La discusión por el monto y los gastos reales de la hija
En su análisis, la Corte revisó los antecedentes económicos de ambos progenitores y los informes incorporados en el juicio, incluidos aquellos elaborados por la consejera técnica del tribunal.
De ese examen se desprendió que las necesidades mensuales de la adolescente alcanzaban los $603.130, considerando ítems como alimentación, educación, salud y otros gastos habituales para su edad.
El tribunal de alzada advirtió que, si bien el juzgado de primera instancia había fijado una pensión de $450.000 mensuales, esa cifra no reflejaba correctamente la proporción en que debían contribuir ambos padres según sus capacidades económicas.
En particular, la Corte detectó una inconsistencia entre los porcentajes de distribución señalados en el fallo original y el monto finalmente establecido como pensión.
El cambio en la distribución y el alza de la pensión
Tras recalcular los aportes, la Corte de Apelaciones determinó que el padre debía asumir el 60% de las necesidades económicas de la hija, mientras que la madre debía cubrir el 40% restante.

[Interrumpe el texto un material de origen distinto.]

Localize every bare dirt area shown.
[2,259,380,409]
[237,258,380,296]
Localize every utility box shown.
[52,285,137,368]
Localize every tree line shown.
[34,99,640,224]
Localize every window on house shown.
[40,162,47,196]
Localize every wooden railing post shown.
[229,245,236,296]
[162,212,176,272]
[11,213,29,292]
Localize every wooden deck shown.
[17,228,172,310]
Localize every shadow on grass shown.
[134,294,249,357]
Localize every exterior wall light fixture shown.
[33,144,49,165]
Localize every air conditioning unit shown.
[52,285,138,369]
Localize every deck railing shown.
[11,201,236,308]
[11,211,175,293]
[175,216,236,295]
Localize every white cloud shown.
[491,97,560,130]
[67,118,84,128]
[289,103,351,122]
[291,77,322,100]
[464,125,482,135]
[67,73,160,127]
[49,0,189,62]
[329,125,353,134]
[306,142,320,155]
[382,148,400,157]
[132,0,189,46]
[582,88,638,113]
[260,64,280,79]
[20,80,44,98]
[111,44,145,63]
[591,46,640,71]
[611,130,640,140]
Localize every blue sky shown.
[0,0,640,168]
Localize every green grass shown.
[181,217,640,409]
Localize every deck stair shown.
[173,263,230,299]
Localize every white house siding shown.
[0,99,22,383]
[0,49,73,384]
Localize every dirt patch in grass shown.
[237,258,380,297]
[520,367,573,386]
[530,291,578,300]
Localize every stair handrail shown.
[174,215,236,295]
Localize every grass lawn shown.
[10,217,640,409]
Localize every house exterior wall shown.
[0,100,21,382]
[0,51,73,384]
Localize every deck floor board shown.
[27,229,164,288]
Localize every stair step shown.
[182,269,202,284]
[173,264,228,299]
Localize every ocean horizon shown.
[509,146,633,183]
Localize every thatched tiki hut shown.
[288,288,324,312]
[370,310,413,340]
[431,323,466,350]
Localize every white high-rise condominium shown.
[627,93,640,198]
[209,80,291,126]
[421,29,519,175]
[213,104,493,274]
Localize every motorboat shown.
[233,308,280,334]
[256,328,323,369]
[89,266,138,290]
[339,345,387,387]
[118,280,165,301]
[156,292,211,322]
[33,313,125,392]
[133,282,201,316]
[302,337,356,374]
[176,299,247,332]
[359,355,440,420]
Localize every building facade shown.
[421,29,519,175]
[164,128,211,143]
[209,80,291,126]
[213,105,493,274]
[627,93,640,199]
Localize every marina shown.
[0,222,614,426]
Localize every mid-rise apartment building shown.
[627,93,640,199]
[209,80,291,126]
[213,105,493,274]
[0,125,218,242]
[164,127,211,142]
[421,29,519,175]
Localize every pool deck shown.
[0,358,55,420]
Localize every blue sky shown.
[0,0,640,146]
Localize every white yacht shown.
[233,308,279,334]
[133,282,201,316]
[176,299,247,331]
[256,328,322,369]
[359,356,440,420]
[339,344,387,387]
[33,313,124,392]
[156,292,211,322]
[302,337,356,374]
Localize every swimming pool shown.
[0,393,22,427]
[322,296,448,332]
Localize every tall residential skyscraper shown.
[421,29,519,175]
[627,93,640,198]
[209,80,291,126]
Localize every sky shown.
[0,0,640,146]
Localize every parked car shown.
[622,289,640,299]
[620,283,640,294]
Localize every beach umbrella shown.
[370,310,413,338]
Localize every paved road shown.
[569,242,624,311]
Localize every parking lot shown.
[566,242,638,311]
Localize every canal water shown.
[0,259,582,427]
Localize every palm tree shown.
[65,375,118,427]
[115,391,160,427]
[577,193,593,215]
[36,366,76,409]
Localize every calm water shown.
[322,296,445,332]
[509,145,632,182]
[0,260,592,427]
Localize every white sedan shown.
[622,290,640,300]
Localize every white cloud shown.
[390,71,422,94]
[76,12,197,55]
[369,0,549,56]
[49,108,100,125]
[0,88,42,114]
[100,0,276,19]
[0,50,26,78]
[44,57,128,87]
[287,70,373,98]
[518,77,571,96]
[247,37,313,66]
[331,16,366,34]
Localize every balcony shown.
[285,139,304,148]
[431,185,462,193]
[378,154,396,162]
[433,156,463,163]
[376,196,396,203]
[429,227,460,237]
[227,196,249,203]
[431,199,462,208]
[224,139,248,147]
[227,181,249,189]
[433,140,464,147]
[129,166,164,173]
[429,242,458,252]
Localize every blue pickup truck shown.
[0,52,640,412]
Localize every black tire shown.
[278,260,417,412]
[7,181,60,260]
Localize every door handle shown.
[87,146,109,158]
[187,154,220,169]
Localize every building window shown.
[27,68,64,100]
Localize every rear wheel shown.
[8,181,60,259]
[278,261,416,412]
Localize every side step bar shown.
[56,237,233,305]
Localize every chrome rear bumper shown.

En cifras concretas, el 60% de los $603.130 equivale a $361.878, monto al que se suman $150.000 mensuales por concepto de labores de cuidado que realiza la madre.
Con ello, la Corte resolvió aumentar la pensión de alimentos a una suma total de $511.878 mensuales, equivalente a 7,338647474 Unidades Tributarias Mensuales.
Además, mantuvo la regla ya fijada de que los gastos extraordinarios que genere la adolescente —como atenciones médicas no cubiertas o gastos educacionales excepcionales— deberán ser financiados en partes iguales por ambos progenitores.
La orden sobre la afiliación de salud
Otro de los puntos abordados por la Corte fue una solicitud que no había sido resuelta en primera instancia: el cambio de sistema de salud de la adolescente.
Según los antecedentes del proceso, el padre pagaba mensualmente $123.000 para mantener a su hija como carga en una isapre, mientras que la madre pidió que la menor pasara a ser su carga en Fonasa, lo que permitiría un acceso distinto a las prestaciones de salud.
Al no existir oposición a esa petición, la Corte acogió el requerimiento y ordenó que el padre realice la desafiliación de la isapre dentro del plazo de cinco días hábiles contados desde que el fallo quede ejecutoriado, de modo que la adolescente pase a ser carga de su madre en el sistema público.
La sentencia fue dictada por la Décima Tercera Sala de la Corte de Apelaciones de Santiago, integrada por las ministras Claudia Lazen Manzur y Andrea Soler Merino, junto a la abogada integrante Florina Ivonne Bueno Moraga.
El fallo confirmó lo resuelto por el tribunal de familia en lo demás, pero dejó establecido un nuevo monto de pensión y precisó las obligaciones de cada progenitor en beneficio de la hija.